There’s something more sinister hiding beneath the veneer of free speech controversies, with the claim that free speech is under attack masking deeper political frustrations and fears. The move is reflective of a larger pattern of state inference in academic study. Next week, 25 of the UK’s biggest heritage bodies and charities have been summoned to a summit on February 23 where they will be toldto defend our culture and history from the noisy minority of activists constantly trying to do Britain down” – a move that seems to promote a Government endorsed version of British history. Free speech clearly doesn’t equate to educating the country about the horrors of British colonialism.

This in turn enables the Government to fuel a sense of collective self-deception; anti-vaxxers believe they are being silenced, yet still use social media to spread conspiracies. The “anti-woke crusade” have convinced themselves that they are a marginalised minority, while political correctness dominates. But this is symptomatic of there being more freedom of speech, not less.
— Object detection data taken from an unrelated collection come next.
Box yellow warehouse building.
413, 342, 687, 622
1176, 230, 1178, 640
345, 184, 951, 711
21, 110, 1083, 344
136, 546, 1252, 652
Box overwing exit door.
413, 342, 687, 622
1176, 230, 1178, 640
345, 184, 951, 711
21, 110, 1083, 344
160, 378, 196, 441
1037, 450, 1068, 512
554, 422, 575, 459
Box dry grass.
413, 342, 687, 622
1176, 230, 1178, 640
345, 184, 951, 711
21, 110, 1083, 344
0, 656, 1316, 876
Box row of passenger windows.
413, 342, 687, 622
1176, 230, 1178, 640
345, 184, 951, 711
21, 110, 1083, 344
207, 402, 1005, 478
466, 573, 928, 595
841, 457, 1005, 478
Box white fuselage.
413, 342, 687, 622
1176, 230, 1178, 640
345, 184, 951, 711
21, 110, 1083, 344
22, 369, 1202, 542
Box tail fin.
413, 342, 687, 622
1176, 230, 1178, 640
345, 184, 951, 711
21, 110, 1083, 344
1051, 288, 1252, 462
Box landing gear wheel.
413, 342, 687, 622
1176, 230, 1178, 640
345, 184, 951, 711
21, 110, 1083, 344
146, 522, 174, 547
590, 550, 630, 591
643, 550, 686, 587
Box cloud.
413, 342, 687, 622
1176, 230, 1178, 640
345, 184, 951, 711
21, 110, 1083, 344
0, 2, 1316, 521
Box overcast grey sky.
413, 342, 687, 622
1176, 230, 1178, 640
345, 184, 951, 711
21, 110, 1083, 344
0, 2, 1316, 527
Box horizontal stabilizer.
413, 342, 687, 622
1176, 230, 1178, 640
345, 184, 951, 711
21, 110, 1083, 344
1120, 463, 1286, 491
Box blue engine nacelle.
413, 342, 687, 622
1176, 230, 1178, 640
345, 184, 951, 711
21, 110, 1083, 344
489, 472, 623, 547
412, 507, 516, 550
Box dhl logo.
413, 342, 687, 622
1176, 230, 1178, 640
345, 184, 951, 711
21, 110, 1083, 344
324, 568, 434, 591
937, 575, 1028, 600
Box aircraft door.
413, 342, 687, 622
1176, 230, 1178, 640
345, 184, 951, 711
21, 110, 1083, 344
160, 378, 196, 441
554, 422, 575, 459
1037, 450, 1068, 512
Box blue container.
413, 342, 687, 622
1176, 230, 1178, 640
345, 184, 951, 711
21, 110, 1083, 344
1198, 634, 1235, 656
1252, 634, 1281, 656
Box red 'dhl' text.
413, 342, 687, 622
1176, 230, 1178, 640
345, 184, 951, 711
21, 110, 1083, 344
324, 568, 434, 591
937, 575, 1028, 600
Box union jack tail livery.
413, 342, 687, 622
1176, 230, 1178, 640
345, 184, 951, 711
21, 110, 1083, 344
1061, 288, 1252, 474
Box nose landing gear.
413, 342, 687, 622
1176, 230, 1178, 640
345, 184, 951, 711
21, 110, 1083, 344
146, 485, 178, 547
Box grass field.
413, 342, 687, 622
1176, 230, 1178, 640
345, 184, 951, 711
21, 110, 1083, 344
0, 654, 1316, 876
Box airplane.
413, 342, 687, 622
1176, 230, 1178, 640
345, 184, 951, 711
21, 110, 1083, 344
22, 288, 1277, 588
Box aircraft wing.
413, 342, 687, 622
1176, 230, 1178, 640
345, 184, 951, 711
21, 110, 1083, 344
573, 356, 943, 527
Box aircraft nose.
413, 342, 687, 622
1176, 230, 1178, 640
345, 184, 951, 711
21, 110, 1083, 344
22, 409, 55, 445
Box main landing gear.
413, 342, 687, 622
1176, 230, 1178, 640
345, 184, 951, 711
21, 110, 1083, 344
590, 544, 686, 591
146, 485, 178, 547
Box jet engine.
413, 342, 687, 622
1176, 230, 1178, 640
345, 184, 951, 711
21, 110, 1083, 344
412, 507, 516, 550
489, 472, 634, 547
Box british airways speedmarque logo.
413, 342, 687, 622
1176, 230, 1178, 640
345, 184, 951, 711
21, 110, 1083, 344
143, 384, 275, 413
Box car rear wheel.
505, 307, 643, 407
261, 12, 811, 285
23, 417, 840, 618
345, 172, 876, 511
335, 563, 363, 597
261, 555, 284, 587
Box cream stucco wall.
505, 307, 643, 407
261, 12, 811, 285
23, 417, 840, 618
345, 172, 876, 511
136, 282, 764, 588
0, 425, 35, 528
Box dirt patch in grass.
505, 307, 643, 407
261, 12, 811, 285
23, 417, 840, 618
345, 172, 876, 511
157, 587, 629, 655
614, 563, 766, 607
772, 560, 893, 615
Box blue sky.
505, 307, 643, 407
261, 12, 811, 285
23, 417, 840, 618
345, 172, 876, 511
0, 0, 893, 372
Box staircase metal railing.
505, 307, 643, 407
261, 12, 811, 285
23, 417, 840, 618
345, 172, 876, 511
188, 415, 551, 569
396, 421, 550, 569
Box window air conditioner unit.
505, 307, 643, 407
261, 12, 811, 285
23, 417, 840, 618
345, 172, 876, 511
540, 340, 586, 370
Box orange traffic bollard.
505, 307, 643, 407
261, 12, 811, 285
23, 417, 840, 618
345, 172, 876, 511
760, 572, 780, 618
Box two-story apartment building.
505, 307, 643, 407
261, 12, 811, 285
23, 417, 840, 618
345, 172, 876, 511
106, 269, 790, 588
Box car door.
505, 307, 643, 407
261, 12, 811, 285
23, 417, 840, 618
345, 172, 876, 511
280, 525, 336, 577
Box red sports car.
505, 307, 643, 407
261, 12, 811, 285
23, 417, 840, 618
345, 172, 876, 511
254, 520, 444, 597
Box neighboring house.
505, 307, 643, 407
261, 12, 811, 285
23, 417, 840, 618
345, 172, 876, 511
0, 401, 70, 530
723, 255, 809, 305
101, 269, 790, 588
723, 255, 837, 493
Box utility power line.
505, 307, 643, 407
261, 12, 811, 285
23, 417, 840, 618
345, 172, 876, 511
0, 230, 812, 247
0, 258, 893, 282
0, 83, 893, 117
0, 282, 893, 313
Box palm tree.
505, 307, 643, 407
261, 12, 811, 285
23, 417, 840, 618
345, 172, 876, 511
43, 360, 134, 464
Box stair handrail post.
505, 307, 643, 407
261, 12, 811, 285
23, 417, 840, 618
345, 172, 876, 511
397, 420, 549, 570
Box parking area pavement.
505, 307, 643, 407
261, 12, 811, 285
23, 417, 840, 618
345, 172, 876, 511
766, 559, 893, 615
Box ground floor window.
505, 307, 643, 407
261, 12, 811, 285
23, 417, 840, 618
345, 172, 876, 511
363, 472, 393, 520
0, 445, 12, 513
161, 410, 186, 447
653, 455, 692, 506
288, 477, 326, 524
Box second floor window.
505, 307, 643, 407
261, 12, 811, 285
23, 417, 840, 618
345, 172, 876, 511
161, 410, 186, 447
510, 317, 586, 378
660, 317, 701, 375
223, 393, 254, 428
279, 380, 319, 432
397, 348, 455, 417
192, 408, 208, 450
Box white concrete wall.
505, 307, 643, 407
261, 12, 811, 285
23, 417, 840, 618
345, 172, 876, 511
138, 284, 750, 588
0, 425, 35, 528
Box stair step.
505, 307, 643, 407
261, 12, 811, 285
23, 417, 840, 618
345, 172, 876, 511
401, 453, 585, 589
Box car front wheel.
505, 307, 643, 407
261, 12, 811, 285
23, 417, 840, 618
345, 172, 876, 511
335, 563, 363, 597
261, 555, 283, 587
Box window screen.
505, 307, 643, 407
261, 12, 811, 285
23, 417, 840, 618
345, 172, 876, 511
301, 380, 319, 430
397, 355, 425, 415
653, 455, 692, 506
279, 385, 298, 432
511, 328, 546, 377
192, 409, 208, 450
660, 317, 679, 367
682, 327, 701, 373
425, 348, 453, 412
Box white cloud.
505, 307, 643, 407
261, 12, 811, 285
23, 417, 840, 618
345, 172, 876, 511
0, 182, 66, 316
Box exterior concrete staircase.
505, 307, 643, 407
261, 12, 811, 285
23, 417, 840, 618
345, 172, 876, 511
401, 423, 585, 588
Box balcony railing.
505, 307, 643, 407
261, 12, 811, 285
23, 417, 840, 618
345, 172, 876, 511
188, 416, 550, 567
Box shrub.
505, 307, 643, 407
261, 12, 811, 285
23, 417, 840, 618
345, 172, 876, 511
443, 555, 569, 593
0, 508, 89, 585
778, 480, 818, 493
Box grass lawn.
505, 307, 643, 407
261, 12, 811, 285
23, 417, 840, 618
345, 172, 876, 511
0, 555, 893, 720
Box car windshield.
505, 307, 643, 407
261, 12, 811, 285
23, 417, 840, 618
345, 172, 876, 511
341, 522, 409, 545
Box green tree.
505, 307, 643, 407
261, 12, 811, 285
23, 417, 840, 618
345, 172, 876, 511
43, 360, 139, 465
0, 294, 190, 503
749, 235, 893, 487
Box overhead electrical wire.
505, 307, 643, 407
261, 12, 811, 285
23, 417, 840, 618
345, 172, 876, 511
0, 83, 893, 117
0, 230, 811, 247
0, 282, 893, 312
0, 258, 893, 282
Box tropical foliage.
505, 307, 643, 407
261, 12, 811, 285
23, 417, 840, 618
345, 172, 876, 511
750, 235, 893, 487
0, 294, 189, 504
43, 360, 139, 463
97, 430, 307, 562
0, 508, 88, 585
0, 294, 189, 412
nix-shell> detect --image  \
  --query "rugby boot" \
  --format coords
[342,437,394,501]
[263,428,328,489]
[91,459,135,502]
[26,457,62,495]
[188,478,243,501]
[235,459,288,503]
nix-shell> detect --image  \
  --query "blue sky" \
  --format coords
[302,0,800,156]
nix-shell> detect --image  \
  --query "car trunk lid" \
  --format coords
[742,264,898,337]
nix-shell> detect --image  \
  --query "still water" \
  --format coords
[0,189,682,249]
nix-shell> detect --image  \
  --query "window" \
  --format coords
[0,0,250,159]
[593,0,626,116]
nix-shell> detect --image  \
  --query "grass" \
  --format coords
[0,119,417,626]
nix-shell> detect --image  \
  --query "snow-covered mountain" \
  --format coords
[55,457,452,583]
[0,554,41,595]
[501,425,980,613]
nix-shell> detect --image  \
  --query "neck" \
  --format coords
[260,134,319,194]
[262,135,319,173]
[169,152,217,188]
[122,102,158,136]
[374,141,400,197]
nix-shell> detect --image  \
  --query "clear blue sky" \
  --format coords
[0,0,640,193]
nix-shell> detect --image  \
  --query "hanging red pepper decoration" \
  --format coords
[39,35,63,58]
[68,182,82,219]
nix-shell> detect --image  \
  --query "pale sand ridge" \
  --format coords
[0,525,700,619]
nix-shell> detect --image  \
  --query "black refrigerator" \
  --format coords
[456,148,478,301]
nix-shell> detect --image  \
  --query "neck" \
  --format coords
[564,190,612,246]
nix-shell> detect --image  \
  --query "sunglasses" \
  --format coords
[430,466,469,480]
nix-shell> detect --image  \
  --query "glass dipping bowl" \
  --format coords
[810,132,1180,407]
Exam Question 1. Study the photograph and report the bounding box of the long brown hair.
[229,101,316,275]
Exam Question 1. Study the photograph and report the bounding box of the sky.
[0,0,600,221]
There is sufficient reason to believe this is less about protecting free speech and more about appealing to voters who are already fearful of the ‘woke’ – this is a move to stifle deviation from the narrative, despite having an 80-seat majority. The only speech they’re concerned about protecting is that of their own, that which fits in with their narrative: the ‘woke militants’, the ‘dreadful’ Black Lives Matter protests.

The real threat to free speech doesn’t come from radical snowflakes in this manufactured culture war built solely on semantics: it comes from the Government. Framed as ‘defending academic freedom’, the new legislation acts as a subtle way of controlling the narrative and allowing those with transphobic, homophobic or racist views to continue to champion them without fear of retribution.

The sole aim is to protect the free speech of those who espouse their ideology. By imposing obligations on what is said and what is not said, the move itself is the antithesis of free speech. Now it’s entering our education system. Free speech and academic freedom depend on keeping political interference out of universities as much as possible.

All of this falls under the backdrop of an increasingly right-leaning political climate. In our exceptionalism, we distance ourselves from other countries, yet the Government’s curtailment of free speech echoes the behaviour of Brazil where its right-wing regime sought to censor textbooks, spy on teachers and repress minority and LGBTQ+ groups.

The common aim: to mould academia to their agenda; to cleanse universities of ideological tendencies they don’t like. In India right now, Narendra Modi’s Hindu nationalist government has launched what has been described by critics as a “surgical strike” on universities. Framed as “revised guidelines for holding online/virtual conferences, seminars”, the new guidelines require organisations to get prior approval from a department if they wish to discuss particular subjects. We too will find ourselves in the company of such regimes that choke freedom of expression in their democratic institutions.

This state-sponsored ‘revision’ of free speech cannot become the new normal for the UK. In any other country, we would call it fascism. But in our country, with legislation concealed by the lure of genteel voices, we’re still reluctant to identify it as what it is: the antithesis of free speech.